Joseph Sviatko, a spokesman for the state's attorney's office, declined to comment on the defense's allegations, but did say, "We've complied with the law."
Holback wrote to defense attorneys in September to remind them that they had agreed with prosecutors that "substantive documents" should not be placed in the public court file. Rather, she wrote, she is keeping evidence in a "discovery notebook" that they can request to view at any time.
Rhodes and Dixon said yesterday that they now want all documents pertaining to the case to be kept in the public court file.
Another issue for the defense attorneys is the immigration status of three witnesses.
Victor Espinoza - who is Canela's father and the brother of Policarpio Espinoza - and his wife, Guadalupe Juarez, were arrested during a raid of their home Aug. 16 and charged with being in the United States illegally. Both spent 19 days in jail on the Eastern Shore before posting $10,000 bonds.
Juan Carlos Lara Canela, a half-brother of Adan Canela, was also arrested Aug. 16 and is in jail on the Eastern Shore.
An immigration judge has ordered the deportation of all three, although a stay is in place for Victor Espinoza and his wife until January, when there will be another immigration hearing.
But their attorney, Jay S. Marks of Silver Spring, said there is a possibility that they will be ordered out of the country before the trial begins.
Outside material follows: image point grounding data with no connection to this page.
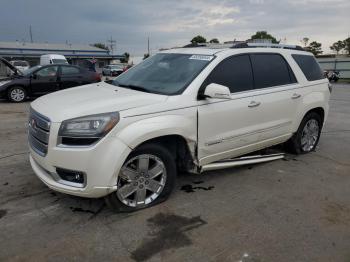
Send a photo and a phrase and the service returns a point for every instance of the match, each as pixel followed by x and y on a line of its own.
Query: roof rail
pixel 270 45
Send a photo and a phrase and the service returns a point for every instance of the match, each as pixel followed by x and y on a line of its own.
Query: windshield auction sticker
pixel 202 57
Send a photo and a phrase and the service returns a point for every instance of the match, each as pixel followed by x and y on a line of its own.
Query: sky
pixel 172 23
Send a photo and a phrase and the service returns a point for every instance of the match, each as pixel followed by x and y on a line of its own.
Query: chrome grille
pixel 39 132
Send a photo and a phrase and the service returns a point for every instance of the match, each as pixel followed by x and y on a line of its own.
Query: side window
pixel 234 72
pixel 47 71
pixel 309 66
pixel 68 70
pixel 271 70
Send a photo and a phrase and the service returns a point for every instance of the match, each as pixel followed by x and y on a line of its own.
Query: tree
pixel 198 39
pixel 347 45
pixel 314 47
pixel 337 46
pixel 101 45
pixel 126 57
pixel 305 41
pixel 214 41
pixel 264 35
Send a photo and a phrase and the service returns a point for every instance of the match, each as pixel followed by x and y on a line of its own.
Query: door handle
pixel 296 95
pixel 254 104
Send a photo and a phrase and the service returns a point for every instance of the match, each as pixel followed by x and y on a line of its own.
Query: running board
pixel 241 161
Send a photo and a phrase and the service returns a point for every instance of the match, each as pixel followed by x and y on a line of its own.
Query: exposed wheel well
pixel 317 110
pixel 178 146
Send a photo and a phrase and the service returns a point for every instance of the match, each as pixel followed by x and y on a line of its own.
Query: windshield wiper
pixel 134 87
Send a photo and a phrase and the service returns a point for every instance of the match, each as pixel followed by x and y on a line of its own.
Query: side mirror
pixel 217 91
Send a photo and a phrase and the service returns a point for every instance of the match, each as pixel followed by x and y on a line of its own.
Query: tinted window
pixel 234 72
pixel 47 71
pixel 271 70
pixel 309 66
pixel 67 70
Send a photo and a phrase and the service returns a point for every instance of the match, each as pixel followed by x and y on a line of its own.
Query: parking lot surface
pixel 296 209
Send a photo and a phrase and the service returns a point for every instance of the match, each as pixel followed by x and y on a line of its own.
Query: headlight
pixel 4 82
pixel 88 129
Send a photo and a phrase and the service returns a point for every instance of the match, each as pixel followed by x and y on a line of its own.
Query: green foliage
pixel 337 46
pixel 101 45
pixel 347 45
pixel 315 48
pixel 264 35
pixel 198 39
pixel 214 41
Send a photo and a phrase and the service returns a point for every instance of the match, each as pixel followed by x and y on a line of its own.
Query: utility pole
pixel 30 33
pixel 112 43
pixel 148 45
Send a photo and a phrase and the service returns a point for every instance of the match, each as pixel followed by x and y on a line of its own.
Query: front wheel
pixel 306 138
pixel 16 94
pixel 146 178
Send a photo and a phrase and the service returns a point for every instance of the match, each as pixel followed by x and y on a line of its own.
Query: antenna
pixel 30 33
pixel 148 45
pixel 112 43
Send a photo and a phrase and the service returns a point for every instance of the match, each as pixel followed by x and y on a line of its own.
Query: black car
pixel 39 80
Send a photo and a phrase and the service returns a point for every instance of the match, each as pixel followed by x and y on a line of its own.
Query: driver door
pixel 226 127
pixel 44 80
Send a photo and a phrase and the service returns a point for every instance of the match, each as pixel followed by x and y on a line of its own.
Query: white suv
pixel 183 109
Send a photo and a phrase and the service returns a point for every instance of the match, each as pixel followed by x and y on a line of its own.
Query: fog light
pixel 71 175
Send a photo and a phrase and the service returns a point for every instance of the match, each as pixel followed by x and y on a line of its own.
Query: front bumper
pixel 100 163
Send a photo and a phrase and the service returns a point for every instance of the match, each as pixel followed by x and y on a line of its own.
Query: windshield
pixel 31 70
pixel 59 61
pixel 166 74
pixel 20 63
pixel 116 67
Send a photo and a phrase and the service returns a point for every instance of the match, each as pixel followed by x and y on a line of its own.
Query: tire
pixel 135 183
pixel 307 136
pixel 16 94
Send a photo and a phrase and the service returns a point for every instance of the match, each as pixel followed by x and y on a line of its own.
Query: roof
pixel 49 46
pixel 27 49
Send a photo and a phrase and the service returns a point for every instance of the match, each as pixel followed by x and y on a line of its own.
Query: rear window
pixel 309 66
pixel 67 70
pixel 59 61
pixel 20 63
pixel 271 70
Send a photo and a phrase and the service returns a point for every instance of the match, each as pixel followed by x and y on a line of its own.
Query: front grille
pixel 39 132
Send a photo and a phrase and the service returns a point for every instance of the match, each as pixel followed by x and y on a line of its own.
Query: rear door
pixel 44 80
pixel 69 76
pixel 277 95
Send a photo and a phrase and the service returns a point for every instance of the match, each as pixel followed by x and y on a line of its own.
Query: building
pixel 339 63
pixel 76 54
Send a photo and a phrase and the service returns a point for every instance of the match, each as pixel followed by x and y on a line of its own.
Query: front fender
pixel 157 126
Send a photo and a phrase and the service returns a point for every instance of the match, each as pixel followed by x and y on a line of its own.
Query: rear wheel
pixel 306 138
pixel 16 94
pixel 146 178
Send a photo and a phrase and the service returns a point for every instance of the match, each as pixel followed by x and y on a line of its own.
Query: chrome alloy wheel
pixel 141 180
pixel 17 94
pixel 310 135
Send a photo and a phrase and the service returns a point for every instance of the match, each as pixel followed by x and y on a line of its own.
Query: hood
pixel 92 99
pixel 12 68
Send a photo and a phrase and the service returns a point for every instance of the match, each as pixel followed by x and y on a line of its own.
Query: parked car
pixel 112 70
pixel 21 65
pixel 52 59
pixel 187 109
pixel 40 80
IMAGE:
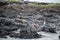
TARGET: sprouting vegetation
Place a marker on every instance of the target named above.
(45, 5)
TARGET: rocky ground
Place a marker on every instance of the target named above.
(24, 21)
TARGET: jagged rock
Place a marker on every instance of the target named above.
(2, 15)
(3, 3)
(28, 35)
(59, 37)
(3, 33)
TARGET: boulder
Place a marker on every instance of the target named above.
(28, 35)
(3, 3)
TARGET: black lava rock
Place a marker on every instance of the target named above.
(3, 3)
(51, 30)
(2, 15)
(28, 35)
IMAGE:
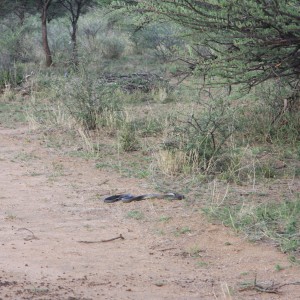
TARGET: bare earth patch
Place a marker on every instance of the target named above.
(51, 202)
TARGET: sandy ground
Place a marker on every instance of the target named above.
(51, 202)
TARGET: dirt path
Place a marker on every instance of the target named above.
(49, 202)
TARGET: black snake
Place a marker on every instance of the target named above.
(126, 198)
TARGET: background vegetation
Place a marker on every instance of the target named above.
(181, 93)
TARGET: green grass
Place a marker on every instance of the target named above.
(279, 222)
(12, 113)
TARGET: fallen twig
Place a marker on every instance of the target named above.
(31, 237)
(273, 288)
(103, 241)
(166, 249)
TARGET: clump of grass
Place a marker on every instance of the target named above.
(128, 138)
(279, 222)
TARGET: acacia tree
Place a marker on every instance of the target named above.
(74, 9)
(243, 41)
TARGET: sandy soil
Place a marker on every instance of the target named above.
(51, 202)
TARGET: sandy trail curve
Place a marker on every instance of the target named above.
(49, 202)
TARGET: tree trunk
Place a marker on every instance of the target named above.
(44, 33)
(74, 44)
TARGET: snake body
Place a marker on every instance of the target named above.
(126, 198)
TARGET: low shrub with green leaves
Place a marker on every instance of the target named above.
(279, 222)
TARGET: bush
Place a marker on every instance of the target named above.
(112, 47)
(88, 100)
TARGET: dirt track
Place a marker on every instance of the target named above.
(49, 202)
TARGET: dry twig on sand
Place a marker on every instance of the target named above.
(273, 288)
(103, 241)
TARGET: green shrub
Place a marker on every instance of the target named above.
(112, 47)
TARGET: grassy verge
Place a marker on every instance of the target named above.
(278, 222)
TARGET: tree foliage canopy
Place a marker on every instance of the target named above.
(249, 41)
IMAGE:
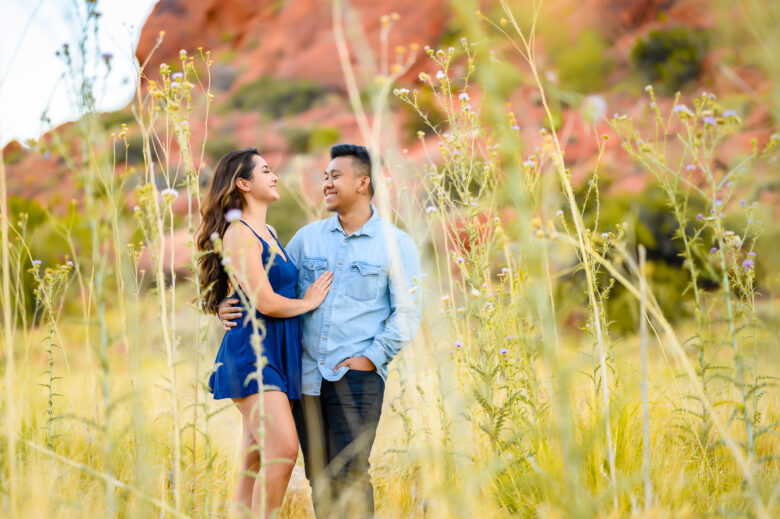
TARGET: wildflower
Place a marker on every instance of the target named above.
(169, 191)
(232, 215)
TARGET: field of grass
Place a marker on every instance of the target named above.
(520, 396)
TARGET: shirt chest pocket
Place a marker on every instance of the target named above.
(364, 281)
(311, 269)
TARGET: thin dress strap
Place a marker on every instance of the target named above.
(282, 255)
(253, 231)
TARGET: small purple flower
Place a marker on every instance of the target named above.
(680, 109)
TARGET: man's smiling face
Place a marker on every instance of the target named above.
(342, 184)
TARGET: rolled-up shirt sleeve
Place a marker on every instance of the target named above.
(405, 289)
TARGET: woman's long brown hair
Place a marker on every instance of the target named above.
(221, 197)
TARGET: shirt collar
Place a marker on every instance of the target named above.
(367, 230)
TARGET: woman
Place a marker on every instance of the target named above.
(243, 181)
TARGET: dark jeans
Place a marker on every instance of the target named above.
(336, 431)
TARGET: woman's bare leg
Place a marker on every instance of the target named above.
(250, 463)
(281, 443)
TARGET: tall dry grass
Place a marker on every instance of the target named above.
(497, 409)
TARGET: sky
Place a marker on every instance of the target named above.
(32, 76)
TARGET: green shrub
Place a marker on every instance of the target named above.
(277, 97)
(670, 59)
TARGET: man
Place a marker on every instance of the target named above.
(371, 311)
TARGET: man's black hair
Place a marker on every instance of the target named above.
(360, 156)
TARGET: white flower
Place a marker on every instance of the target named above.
(232, 215)
(169, 191)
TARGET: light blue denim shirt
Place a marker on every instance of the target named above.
(373, 306)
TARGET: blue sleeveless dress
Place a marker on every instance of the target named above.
(236, 359)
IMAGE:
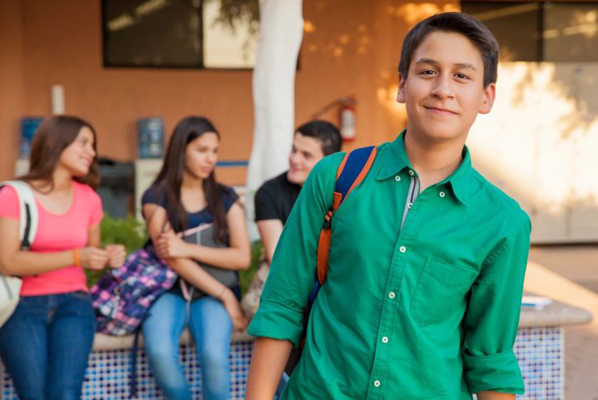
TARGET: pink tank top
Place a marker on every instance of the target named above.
(58, 233)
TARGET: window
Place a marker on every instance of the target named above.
(541, 31)
(180, 33)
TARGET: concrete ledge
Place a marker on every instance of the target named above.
(556, 314)
(107, 342)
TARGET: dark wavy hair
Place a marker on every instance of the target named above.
(454, 22)
(51, 138)
(170, 178)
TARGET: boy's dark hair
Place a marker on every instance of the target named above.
(328, 135)
(454, 22)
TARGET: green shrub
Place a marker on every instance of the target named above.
(245, 277)
(132, 234)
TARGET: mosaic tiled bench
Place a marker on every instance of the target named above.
(539, 348)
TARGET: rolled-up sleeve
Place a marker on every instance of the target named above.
(291, 277)
(492, 317)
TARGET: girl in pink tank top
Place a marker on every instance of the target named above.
(46, 341)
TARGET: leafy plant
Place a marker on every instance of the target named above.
(132, 234)
(245, 277)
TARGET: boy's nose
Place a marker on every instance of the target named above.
(442, 89)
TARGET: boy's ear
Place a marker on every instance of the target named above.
(401, 91)
(488, 99)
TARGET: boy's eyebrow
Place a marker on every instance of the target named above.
(434, 62)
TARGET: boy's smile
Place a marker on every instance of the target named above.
(443, 91)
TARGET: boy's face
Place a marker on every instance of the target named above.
(444, 90)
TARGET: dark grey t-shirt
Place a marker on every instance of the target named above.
(275, 199)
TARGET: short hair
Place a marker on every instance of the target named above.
(454, 22)
(328, 135)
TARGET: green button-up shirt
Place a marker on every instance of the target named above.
(426, 311)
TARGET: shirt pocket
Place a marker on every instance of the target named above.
(441, 292)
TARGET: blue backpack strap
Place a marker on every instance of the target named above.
(351, 172)
(353, 166)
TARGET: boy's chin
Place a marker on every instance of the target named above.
(437, 132)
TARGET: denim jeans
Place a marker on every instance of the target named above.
(211, 328)
(45, 345)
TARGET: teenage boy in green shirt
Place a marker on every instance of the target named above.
(427, 261)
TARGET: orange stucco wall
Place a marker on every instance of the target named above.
(349, 47)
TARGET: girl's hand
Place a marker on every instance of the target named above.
(116, 255)
(93, 258)
(233, 308)
(169, 245)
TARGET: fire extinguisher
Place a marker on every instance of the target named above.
(347, 118)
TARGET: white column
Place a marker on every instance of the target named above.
(281, 32)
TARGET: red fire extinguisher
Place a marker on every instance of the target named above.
(347, 118)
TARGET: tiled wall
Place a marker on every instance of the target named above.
(539, 351)
(541, 354)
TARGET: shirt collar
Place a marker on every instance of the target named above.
(395, 159)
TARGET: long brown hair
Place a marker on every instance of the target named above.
(51, 138)
(170, 178)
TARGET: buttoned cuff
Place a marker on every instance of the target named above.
(277, 321)
(496, 372)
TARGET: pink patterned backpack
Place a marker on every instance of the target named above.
(122, 297)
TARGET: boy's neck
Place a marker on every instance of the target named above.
(433, 161)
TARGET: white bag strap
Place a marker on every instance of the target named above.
(28, 212)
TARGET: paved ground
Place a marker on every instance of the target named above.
(570, 274)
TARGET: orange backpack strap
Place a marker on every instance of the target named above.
(351, 172)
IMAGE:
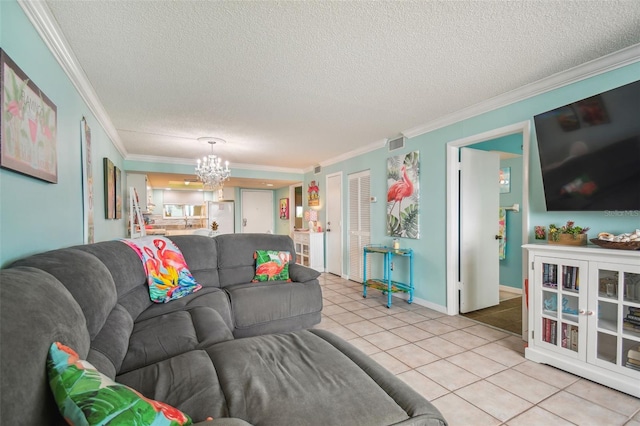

Marks said prosecutors, who successfully fought to keep their witnesses in the country until the trial, would have a stronger case if Victor Espinoza and his wife and Juan Canela are not available to testify. Marks said his clients will testify that the defendants were "favorite uncles" of the dead children.
Marks said he believes that Baltimore police and prosecutors "connived and colluded" with immigration officials to attempt to deport the defense witnesses to improve their chances of convicting "innocent men."
"This is a misuse of the immigration laws," Marks said.
Sviatko, speaking for prosecutors, said he could not comment on "trial strategy" or "an ongoing investigation."
Matt Jablow, a spokesman for city police, responded to Marks' accusation by saying: "As far as I know, that is utterly ridiculous."
A spokeswoman for U.S. Immigration and Customs Enforcement said immigration officials follow the law. "We wouldn't be removing anyone from the country for anyone else in particular," said Ernestine Fobbs, the spokeswoman.
Other issues emerged during yesterday's hearing.
Dixon corrected the court record to show that his client's name is Policarpio Espinoza, not Policarpio Espinoza Perez, as prosecutors had rendered it during a previous hearing.
After a court-appointed Spanish translator substituted words, mispronounced names and changed numbers while orally translating what Holback said during the 10-minute hearing, defense attorneys asked Circuit Judge John M. Glynn for another translator. The judge agreed, defense attorneys said.